Last summer, TikTok expanded access to its ad network to pretty much any entity, provided they’re willing to pay. Surprising absolutely no one, the marketplace hasn’t exactly been well-regulated since. It’s still unclear who or what is behind these ads. It’s also unclear why the ad plays out the way it does, at once kind of gibberish yet also extremely funny. There are theories that perhaps it was randomly generated somehow, taking into account popular TikTok trends and formats. Then again, some believe there’s a genius out there who crafted the clip that, while confusing, clearly has everyone talking. Mission accomplished.

And, short of any solid answers, one question dangles precariously over the whole thing like a piano in an olde-timey cartoon: Who in their right mind would buy ad space for someone else? And why? That shit’s expensive!

As intrepid Gizmodo data reporter and friend of Kotaku Shoshana Wodinksy told me, the wacky Roblox-TikTok-Amazon ad has all the hallmarks of a common but barely discussed search-engine-gaming tactic called “search arbitrage.”

What’s search arbitrage, you ask? Funny, I had the same question!

Basically, you hoodwink someone into clicking on a link that takes you to a search results page, rather than a specific listing. By driving traffic to the page, you help juice up the page’s authority in the eyes of whatever algorithm is at play — in this case, Amazon — therefore making it more likely for that page to show up in future search queries. (Yes, that “revealhome1” leads to a page with multiple sellers is a head-scratcher.

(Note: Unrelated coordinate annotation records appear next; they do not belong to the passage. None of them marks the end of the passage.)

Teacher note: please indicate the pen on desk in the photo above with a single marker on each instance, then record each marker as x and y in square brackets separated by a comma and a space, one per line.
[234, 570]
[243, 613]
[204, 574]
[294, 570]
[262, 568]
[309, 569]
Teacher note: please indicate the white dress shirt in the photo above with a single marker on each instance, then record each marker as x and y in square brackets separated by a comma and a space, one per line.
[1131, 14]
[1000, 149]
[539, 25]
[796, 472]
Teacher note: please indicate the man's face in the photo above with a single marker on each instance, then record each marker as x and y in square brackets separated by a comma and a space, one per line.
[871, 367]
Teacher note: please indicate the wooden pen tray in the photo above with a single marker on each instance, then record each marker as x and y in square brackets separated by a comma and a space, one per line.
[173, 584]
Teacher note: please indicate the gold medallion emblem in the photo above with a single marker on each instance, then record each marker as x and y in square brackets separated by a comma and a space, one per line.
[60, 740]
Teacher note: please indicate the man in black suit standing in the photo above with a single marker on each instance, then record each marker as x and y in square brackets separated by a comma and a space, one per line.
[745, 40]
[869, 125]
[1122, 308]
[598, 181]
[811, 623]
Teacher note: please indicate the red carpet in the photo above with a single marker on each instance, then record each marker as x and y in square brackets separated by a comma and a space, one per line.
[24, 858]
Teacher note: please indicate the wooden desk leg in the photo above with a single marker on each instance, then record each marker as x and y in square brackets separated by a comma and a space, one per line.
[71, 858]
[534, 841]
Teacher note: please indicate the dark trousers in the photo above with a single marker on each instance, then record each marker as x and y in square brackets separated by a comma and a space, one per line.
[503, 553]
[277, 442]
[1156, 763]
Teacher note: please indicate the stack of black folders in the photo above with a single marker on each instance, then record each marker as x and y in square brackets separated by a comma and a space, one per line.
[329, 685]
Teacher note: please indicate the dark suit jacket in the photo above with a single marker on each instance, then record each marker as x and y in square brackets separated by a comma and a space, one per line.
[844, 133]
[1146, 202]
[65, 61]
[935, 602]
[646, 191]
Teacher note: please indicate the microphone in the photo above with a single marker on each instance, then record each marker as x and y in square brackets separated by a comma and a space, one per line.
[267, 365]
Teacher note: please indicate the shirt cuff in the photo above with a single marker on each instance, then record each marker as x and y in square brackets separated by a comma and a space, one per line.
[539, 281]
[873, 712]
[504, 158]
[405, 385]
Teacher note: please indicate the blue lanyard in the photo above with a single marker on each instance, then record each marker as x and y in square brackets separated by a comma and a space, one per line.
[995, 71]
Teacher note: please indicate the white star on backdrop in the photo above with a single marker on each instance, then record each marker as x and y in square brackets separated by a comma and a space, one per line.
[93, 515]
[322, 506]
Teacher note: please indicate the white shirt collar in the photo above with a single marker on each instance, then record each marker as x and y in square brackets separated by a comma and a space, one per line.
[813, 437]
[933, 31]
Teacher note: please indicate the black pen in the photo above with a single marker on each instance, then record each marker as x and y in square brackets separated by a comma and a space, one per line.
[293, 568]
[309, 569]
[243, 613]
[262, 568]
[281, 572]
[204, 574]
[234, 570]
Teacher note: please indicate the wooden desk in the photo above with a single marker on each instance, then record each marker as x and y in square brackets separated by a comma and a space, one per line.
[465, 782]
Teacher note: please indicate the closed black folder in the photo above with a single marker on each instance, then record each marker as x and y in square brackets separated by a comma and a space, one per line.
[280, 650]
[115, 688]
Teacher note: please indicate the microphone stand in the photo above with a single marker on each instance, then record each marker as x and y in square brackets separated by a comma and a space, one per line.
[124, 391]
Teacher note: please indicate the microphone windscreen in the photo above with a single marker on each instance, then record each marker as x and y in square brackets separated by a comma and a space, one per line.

For the sake of your sanity, don’t even try squaring that circle.)

For an idea of just how keyword-driven this entire endeavour is, let’s circle back to The Verge. If you look at the slug — or the back section of the URL — for its article, you’ll see a dizzying string of keywords: amazon-tiktok-fake-ad-flo-rida-low-roblox-apple-bottom-jeans. (Sidenote: C’mon, The Verge, you couldn’t get “t-pain” in there? He co-wrote the song in the clip!) Not that this offers any clarity about what’s going on, per se, but it should contextualize the situation.

So, yeah, to lift a line from the inimitable ur-prophets of 2002, Queens of the Stone Age, no one knows!

Still, this entire charade has made one thing crystal clear: The internet isn’t made for you or I. Once upon a time, maybe, but not anymore. Pretty much everything on the web — articles meant to game Google’s front page, audio files designed to blitz from TikTok clip to TikTok clip, videos that exist for the sole purpose of juicing social media ad networks — is crafted for the “eyes” of algorithms and bots, a joyless paint-by-numbers machine that’s working exactly as intended. The internet’s hosting a big, endless, money-making party. We’re not invited.